Question

What is the value of $^n{C_n}$?
A. Zero
B. 1
C. n
D. n!

Answer 1

In the above question, we need to calculate the value of $^n{C_n}$. We know that the formula of $^n{C_r}$= $\dfrac{{n!}}{{(n - r)!r!}}$. We will put the $^n{C_n}$in this formula where r = n. Let’s see how we can calculate its value.

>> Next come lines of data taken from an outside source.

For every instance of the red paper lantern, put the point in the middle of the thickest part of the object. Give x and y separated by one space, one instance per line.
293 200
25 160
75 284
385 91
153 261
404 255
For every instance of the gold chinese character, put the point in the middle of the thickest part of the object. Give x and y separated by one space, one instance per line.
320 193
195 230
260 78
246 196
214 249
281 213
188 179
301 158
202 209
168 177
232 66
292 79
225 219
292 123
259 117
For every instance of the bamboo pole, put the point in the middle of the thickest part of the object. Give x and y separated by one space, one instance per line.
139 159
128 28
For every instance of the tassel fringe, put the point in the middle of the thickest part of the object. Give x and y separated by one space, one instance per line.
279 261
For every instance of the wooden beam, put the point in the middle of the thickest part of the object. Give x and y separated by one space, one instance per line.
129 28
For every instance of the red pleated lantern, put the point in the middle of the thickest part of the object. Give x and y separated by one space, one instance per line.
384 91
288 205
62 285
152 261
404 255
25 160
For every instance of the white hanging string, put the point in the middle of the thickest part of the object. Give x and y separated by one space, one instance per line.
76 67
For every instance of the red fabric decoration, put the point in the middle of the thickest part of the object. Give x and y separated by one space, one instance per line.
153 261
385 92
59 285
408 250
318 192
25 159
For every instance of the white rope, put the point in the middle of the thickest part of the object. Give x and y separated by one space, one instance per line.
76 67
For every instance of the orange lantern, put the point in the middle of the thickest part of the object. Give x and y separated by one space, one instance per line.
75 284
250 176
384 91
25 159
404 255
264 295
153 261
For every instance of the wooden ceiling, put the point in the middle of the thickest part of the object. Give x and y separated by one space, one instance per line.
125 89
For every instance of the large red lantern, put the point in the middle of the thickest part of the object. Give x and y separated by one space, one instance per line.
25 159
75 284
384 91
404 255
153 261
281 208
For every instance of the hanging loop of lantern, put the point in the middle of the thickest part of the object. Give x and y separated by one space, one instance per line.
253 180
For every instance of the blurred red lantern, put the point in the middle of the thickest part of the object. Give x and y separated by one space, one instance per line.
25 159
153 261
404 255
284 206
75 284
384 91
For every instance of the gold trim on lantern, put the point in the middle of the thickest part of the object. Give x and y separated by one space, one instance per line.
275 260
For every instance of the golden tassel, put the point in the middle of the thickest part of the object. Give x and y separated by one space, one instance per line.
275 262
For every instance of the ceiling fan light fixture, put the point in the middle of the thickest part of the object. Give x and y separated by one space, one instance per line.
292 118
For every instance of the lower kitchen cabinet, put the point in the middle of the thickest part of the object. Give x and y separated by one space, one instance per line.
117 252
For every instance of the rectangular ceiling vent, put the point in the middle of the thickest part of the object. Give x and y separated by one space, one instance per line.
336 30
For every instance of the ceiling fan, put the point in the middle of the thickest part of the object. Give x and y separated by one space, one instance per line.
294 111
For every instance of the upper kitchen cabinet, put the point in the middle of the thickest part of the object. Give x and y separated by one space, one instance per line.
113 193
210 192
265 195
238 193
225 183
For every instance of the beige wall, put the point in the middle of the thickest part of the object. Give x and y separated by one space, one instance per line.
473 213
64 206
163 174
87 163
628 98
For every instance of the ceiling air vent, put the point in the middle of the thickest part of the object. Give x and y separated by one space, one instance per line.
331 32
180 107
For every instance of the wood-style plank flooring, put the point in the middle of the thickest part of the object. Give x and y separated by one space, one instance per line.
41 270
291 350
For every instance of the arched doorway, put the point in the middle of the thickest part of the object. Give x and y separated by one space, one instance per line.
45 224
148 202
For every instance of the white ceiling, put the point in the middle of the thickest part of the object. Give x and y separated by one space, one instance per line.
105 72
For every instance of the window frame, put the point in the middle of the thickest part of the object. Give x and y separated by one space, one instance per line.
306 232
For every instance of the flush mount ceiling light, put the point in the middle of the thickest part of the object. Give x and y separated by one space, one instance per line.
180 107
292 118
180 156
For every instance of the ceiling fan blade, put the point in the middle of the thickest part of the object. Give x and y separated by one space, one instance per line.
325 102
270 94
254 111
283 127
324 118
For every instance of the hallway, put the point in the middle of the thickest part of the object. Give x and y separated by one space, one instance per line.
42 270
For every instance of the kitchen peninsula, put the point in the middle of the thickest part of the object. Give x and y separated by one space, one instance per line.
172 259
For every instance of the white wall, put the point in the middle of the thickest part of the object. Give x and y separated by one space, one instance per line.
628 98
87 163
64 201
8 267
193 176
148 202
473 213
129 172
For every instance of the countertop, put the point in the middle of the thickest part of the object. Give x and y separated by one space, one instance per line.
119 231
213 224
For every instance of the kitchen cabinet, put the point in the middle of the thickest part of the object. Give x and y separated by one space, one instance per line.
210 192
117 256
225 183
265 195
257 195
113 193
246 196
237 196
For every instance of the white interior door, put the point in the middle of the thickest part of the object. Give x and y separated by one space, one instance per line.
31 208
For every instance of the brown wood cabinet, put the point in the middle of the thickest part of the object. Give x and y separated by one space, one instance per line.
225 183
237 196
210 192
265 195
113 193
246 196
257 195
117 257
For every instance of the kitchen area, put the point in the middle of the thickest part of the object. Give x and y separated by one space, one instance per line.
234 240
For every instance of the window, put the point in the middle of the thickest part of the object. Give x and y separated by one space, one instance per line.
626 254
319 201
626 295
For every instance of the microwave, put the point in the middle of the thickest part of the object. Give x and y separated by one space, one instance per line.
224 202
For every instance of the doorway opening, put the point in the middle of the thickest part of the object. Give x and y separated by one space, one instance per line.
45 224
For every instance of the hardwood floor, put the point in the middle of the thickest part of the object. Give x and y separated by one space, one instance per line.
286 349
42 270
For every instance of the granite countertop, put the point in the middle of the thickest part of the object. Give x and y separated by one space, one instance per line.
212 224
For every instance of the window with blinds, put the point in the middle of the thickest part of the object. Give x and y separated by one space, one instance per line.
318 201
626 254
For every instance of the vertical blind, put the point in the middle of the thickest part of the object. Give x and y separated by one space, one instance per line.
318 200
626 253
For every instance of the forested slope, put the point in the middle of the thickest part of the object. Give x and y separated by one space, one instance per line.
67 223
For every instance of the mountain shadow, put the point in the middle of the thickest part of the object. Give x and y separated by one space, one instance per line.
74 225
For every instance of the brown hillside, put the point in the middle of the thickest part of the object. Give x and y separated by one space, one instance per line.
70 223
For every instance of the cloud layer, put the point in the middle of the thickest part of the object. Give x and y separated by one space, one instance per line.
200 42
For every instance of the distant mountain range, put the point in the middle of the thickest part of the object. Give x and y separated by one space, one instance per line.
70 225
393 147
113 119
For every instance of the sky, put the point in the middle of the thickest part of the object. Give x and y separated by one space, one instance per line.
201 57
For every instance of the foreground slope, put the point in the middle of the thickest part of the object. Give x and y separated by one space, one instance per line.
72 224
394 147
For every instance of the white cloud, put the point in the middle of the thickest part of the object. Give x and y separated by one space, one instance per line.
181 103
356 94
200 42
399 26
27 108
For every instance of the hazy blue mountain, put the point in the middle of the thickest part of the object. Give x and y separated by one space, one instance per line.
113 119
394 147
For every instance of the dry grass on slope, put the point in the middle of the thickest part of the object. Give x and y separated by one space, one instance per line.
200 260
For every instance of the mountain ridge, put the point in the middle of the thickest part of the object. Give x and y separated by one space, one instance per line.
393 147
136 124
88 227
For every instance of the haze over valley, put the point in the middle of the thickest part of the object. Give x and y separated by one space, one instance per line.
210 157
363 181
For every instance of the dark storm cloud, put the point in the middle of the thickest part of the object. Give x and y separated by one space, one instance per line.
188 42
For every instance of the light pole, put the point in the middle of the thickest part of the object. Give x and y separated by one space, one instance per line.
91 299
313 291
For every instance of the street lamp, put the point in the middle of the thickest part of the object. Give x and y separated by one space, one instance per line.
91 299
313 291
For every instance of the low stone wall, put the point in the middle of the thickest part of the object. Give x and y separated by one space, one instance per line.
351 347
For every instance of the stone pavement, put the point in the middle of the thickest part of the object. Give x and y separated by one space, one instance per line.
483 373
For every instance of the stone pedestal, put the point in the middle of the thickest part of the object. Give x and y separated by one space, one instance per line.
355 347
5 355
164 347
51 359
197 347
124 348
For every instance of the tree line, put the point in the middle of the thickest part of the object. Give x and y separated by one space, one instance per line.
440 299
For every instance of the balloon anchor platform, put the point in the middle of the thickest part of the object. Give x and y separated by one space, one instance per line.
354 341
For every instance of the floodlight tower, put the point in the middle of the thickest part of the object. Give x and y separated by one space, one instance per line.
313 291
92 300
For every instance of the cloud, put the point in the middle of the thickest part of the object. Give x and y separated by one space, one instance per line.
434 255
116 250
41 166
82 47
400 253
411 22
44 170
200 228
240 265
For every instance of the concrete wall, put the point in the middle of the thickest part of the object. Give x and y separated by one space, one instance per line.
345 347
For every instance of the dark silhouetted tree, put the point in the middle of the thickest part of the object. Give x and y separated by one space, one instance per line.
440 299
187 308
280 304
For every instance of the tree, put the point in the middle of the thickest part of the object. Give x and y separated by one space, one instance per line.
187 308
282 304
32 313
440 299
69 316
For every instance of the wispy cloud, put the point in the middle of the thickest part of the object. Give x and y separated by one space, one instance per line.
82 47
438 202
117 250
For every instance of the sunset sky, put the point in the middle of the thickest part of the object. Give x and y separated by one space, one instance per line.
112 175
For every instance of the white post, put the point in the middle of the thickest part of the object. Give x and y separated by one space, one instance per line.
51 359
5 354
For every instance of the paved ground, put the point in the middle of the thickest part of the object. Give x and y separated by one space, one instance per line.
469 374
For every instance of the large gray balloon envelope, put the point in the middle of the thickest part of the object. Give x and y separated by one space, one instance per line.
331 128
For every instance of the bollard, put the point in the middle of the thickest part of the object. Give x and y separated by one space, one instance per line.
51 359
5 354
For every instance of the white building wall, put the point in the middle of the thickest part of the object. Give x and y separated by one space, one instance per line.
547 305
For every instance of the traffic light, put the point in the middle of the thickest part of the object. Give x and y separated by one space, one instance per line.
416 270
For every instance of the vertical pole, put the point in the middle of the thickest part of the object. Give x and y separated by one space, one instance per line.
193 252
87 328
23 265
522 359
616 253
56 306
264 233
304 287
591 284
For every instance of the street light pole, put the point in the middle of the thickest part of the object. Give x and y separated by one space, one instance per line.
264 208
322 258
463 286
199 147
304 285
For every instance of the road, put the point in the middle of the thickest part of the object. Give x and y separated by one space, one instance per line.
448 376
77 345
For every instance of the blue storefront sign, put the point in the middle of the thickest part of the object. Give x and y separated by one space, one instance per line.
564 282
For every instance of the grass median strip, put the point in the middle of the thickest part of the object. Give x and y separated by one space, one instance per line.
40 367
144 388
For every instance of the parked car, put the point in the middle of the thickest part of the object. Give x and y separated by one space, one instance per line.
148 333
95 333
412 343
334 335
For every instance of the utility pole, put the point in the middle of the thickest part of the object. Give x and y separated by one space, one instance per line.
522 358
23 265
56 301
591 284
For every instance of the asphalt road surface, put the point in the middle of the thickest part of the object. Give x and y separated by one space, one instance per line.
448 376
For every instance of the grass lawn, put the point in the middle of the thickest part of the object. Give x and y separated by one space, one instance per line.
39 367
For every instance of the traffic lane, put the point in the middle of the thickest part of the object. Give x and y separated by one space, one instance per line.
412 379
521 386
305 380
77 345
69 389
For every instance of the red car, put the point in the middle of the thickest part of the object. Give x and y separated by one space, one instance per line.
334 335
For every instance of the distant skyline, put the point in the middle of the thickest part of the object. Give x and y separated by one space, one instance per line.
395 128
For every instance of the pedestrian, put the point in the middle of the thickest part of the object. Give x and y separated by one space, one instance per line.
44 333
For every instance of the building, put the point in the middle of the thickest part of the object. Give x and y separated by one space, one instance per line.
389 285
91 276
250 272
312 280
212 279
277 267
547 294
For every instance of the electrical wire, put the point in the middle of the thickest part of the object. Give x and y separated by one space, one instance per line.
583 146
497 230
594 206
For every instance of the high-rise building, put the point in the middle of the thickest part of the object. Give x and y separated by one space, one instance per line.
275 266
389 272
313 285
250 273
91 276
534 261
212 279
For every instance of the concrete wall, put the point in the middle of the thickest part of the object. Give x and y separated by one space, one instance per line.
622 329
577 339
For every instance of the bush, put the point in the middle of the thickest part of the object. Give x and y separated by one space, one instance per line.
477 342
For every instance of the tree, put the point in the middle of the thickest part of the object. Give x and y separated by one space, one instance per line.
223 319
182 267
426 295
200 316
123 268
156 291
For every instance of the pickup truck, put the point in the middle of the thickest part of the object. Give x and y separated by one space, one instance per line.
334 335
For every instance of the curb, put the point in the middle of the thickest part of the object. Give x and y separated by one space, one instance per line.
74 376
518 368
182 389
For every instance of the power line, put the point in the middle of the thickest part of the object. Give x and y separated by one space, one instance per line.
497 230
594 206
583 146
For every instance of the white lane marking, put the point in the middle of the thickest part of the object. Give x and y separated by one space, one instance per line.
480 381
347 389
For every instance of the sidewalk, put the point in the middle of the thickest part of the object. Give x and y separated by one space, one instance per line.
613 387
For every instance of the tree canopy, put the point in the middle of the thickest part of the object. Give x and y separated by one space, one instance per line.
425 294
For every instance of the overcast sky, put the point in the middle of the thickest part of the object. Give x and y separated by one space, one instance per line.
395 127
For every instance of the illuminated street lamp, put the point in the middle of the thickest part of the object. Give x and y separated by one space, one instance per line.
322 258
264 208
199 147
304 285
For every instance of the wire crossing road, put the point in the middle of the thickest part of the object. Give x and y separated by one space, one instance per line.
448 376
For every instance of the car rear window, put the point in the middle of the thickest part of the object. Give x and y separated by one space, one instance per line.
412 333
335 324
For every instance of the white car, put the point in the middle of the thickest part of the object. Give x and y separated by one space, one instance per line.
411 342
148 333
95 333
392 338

Complete step by step solution:
We know that $^n{C_r}$= $\dfrac{{n!}}{{(n - r)!r!}}$
Now we will put $^n{C_n}$ in the above formula to calculate its value.
$^n{C_n}$= $\dfrac{{n!}}{{(n - n)!n!}} = \dfrac{{n!}}{{0!n!}} = 1$
Hence, the value of $^n{C_n}$ is 1.

So, the correct answer is “Option B”.

Note: A combination is the way of selecting the objects or collection, in such a way that the order of the objects does not matter. Formula of combination is $^n{C_r}$= $\dfrac{{n!}}{{(n - r)!r!}}$. Let’s see an example of a combination.
Question- How many combinations can we write using the vowels of the word GREAT.
Solution- Number of vowels in the word GREAT, r= 2
Total number of words, n = 5
Number of combinations$^5{C_2}$ = $\dfrac{{5!}}{{(5 - 2)!2!}} = \dfrac{{5!}}{{3!2!}} = \dfrac{{5 \times 4 \times 3!}}{{3! \times 2 \times 1}} = 10$(Ans.)
Hence, the number of combinations is 10.